Here are some of the viewing options: (All times EDT)
— NASA will offer hours of coverage online and on NASA Television beginning at noon. It plans livestreaming of the eclipse beginning at 1 p.m. with images from satellites, research aircraft, high-altitude balloons and specially modified telescopes.
— CNN coverage will include reporting from Oregon, Missouri, Tennessee and South Carolina. In partnership with Volvo, CNN also plans two hours of livestreaming, 360-degree coverage accessible in virtual reality through Oculus headsets beginning at 1 p.m.
— The PBS science series NOVA is planning a quick turnaround with an hourlong eclipse documentary at 9 p.m.
— The Science Channelwill broadcast its live coverage from Madras, Oregon, from noon to 4 p.m., with commentary from educators and astronomers from the Lowell Observatory.

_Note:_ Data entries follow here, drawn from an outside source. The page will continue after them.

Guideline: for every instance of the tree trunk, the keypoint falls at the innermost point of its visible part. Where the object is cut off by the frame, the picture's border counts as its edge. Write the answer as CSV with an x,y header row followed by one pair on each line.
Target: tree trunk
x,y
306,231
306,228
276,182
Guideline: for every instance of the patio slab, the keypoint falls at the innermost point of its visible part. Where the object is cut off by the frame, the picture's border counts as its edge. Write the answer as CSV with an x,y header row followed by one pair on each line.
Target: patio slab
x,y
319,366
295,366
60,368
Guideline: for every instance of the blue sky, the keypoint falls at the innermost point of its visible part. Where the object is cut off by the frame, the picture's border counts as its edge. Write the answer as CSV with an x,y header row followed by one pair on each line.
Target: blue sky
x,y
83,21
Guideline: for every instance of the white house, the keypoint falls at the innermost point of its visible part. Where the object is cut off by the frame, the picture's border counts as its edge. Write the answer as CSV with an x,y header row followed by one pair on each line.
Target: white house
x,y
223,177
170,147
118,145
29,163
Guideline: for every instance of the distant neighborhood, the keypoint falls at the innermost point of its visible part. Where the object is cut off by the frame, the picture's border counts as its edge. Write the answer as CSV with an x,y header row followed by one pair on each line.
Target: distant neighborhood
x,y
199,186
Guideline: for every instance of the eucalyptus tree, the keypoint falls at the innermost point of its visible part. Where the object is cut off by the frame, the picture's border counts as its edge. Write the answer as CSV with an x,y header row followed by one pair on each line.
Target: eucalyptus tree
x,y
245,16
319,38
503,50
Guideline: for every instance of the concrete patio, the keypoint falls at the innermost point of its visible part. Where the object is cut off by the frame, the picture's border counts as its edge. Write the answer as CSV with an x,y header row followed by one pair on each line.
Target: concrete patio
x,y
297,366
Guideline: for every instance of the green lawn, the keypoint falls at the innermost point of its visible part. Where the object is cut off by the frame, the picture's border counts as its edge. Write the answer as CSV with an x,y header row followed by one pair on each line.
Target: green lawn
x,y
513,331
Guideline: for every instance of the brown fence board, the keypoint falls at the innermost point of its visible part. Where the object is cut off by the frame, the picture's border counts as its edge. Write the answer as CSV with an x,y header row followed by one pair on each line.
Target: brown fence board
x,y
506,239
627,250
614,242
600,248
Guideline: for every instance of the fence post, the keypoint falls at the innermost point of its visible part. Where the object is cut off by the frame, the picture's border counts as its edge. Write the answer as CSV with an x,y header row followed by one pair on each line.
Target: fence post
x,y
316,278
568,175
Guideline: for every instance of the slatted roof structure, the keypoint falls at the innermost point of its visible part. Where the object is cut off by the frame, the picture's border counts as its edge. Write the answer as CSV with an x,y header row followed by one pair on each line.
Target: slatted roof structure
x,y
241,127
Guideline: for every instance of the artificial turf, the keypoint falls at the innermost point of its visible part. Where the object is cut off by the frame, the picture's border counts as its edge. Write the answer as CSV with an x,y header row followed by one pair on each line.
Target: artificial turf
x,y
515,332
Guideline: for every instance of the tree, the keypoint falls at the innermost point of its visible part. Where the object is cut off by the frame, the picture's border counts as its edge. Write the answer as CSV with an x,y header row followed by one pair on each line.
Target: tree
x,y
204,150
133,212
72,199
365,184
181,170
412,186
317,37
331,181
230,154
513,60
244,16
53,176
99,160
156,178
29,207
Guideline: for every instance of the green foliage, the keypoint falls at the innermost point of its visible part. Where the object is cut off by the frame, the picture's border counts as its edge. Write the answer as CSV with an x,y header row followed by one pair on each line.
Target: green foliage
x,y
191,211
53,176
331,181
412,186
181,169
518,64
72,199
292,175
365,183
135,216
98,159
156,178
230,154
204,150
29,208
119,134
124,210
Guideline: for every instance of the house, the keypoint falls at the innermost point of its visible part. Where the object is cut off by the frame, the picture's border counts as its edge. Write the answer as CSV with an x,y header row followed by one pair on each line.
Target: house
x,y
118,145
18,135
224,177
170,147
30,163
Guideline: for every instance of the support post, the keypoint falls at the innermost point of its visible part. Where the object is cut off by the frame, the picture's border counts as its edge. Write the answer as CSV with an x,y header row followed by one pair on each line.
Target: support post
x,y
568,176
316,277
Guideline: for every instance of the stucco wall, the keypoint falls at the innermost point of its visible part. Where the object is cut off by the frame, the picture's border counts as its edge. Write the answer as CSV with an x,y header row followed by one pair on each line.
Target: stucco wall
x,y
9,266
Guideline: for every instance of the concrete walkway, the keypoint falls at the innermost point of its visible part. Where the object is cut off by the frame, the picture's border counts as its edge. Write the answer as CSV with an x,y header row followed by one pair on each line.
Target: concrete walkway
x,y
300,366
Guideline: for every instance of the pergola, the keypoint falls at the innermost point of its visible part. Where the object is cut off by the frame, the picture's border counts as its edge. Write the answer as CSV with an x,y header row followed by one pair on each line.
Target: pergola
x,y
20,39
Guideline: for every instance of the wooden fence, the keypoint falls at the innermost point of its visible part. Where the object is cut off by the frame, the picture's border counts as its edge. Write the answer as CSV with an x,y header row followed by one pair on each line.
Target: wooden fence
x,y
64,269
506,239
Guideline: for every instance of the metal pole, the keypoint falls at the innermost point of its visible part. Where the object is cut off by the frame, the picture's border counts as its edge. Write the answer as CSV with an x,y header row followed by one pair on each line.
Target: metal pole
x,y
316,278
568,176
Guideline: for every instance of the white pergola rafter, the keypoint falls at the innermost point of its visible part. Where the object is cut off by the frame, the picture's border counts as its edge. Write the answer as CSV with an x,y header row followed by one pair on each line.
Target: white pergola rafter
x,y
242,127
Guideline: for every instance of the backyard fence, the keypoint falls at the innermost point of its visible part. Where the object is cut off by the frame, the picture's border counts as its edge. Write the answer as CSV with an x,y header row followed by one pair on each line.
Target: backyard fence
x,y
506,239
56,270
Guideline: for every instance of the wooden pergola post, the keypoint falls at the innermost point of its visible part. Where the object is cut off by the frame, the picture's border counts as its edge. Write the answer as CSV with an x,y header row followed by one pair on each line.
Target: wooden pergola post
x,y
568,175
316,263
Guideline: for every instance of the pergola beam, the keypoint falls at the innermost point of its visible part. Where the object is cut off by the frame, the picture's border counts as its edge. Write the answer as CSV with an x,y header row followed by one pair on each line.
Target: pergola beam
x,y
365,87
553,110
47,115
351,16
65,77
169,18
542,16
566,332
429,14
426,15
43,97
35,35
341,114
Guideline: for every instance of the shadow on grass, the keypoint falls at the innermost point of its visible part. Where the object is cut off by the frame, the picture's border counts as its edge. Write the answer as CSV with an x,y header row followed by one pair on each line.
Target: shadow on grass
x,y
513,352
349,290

— David Muir will anchor ABC 's two hours of live coverage, with correspondents reporting from viewing parties across the country. NBC also plans live coverage, with Lester Holt hosting special reports at 1 and 2 p.m. featuring correspondents reporting from Oregon, Illinois, Wyoming and South Carolina. Shepard Smith will break into typical broadcasting on Fox News Channel from noon to 4 p.m. to update viewers on the eclipse.
— The Weather Channel is kicking off its live coverage at 6 a.m. and continuing throughout the day with dispatches from seven locations.